Thanks to everyone who contributed to our test infra!

Highlights

ci.py is now a proper citool Rust crate

The old ci.py Python script used to orchestrate CI jobs was unmaintainable. Any changes to the python script risked bringing down the entire queue or bypass testing entirely. There was practically no test coverage. CI UX improvements were hard to implement and difficult to review.

So, Jakub decided enough was enough and rewritten src/ci/github-actions/ci.py as src/ci/citool, a proper Rust CLI tool. This allowed the job definitions to be properly parsed and handled, and also enabled adding unit tests. It also allowed improving some error messages. Furthermore, it improved the UX of running the CI jobs locally (on Linux). Consult the rustc-dev-guide docs in rust-lang/rust for updated running instructions (at the time of writing, this hasn't been synced back to rustc-dev-guide yet).

try-jobs now supports glob patterns for job names

As part of CI efficiency efforts, many CI jobs have been split into multiple jobs (e.g. x86_64-apple-{1,2}) to balance between runner capability and build/test times. This had an unfortunate side effect of making it more difficult to know which job name you need to specify to run the tests you want in custom try jobs.
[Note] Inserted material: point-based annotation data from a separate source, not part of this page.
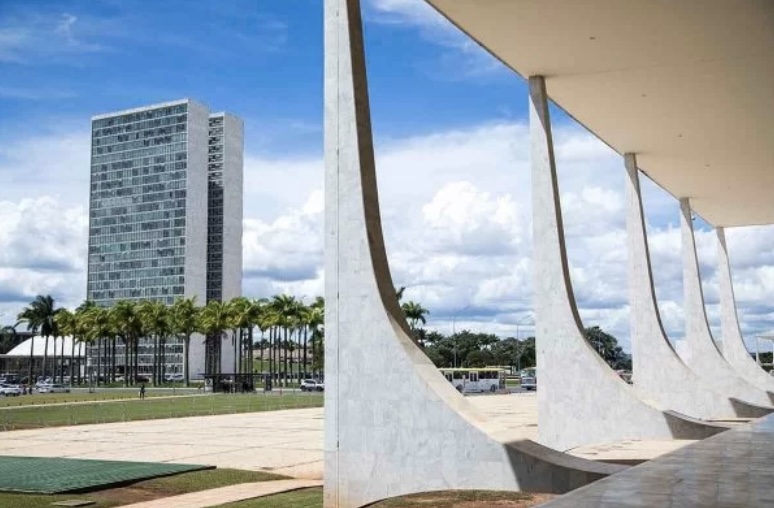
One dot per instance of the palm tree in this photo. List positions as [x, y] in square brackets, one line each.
[129, 327]
[39, 316]
[100, 325]
[79, 335]
[7, 338]
[284, 310]
[246, 315]
[214, 320]
[67, 322]
[185, 322]
[415, 314]
[156, 319]
[317, 327]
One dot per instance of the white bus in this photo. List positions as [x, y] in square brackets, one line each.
[475, 380]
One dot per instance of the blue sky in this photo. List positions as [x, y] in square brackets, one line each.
[262, 59]
[451, 146]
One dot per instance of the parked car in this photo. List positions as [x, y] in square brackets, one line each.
[625, 375]
[53, 388]
[529, 378]
[9, 390]
[311, 385]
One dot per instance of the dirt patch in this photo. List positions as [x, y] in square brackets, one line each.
[467, 499]
[126, 495]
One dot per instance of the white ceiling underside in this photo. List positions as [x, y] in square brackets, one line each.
[688, 85]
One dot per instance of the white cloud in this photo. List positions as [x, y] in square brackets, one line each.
[457, 218]
[30, 37]
[462, 59]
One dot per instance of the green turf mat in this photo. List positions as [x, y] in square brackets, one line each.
[51, 476]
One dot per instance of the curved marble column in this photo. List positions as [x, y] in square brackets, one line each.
[393, 424]
[702, 354]
[734, 349]
[580, 399]
[658, 372]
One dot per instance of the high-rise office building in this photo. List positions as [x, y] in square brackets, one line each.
[166, 216]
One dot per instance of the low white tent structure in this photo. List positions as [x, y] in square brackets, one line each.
[38, 345]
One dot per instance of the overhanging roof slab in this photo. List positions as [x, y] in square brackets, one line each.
[688, 85]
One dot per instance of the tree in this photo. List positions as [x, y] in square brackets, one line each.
[156, 320]
[415, 314]
[8, 338]
[39, 316]
[317, 327]
[67, 322]
[214, 320]
[284, 309]
[607, 347]
[99, 325]
[129, 326]
[185, 322]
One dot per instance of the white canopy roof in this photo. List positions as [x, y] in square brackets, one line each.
[685, 84]
[23, 349]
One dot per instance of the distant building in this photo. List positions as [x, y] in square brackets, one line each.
[165, 218]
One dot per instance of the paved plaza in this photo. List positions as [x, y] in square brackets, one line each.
[288, 442]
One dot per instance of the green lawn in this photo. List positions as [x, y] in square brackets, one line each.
[108, 394]
[306, 498]
[143, 491]
[27, 417]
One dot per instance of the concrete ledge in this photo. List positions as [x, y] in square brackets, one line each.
[658, 372]
[747, 410]
[703, 356]
[393, 424]
[734, 349]
[581, 401]
[732, 469]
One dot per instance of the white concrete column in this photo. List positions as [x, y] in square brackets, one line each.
[580, 399]
[702, 354]
[658, 372]
[393, 424]
[734, 349]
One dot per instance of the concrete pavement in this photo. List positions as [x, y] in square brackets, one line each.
[230, 494]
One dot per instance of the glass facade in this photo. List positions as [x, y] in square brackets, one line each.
[156, 178]
[215, 208]
[137, 224]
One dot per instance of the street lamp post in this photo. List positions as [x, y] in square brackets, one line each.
[454, 331]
https://github.com/rust-lang/rust/pull/138307 permits the contributor to write glob patterns to match on job names (up to 20 matching jobs, see next highlight). For instance, if you wanted to run all msvc-related jobs as part of try-jobs, you no longer have to specify a whole bunch of e.g. try-job: x86_64-msvc-1, try-job: x86_64-msvc-2, try-job: dist-x86_64-msvc, try-job: i686-msvc-1, try-job: i686-msvc-2. Instead, you are now able to write

try-job: `*msvc*`

Which will expand to match against (and thus run) all of x86_64-msvc-{1,2}, i686-msvc-{1,2} and dist-x86_64-msvc.

Note the backticks (`) surrounding the glob pattern. This is needed to prevent GitHub UI from interpreting the glob pattern as (possibly mismatched) markdown italics markup. The backticks will be ignored by CI tooling.

Max custom try-job job limit is now 20 (instead of 10)

You can now run up to 20 custom try-jobs instead of the previous limit of 10.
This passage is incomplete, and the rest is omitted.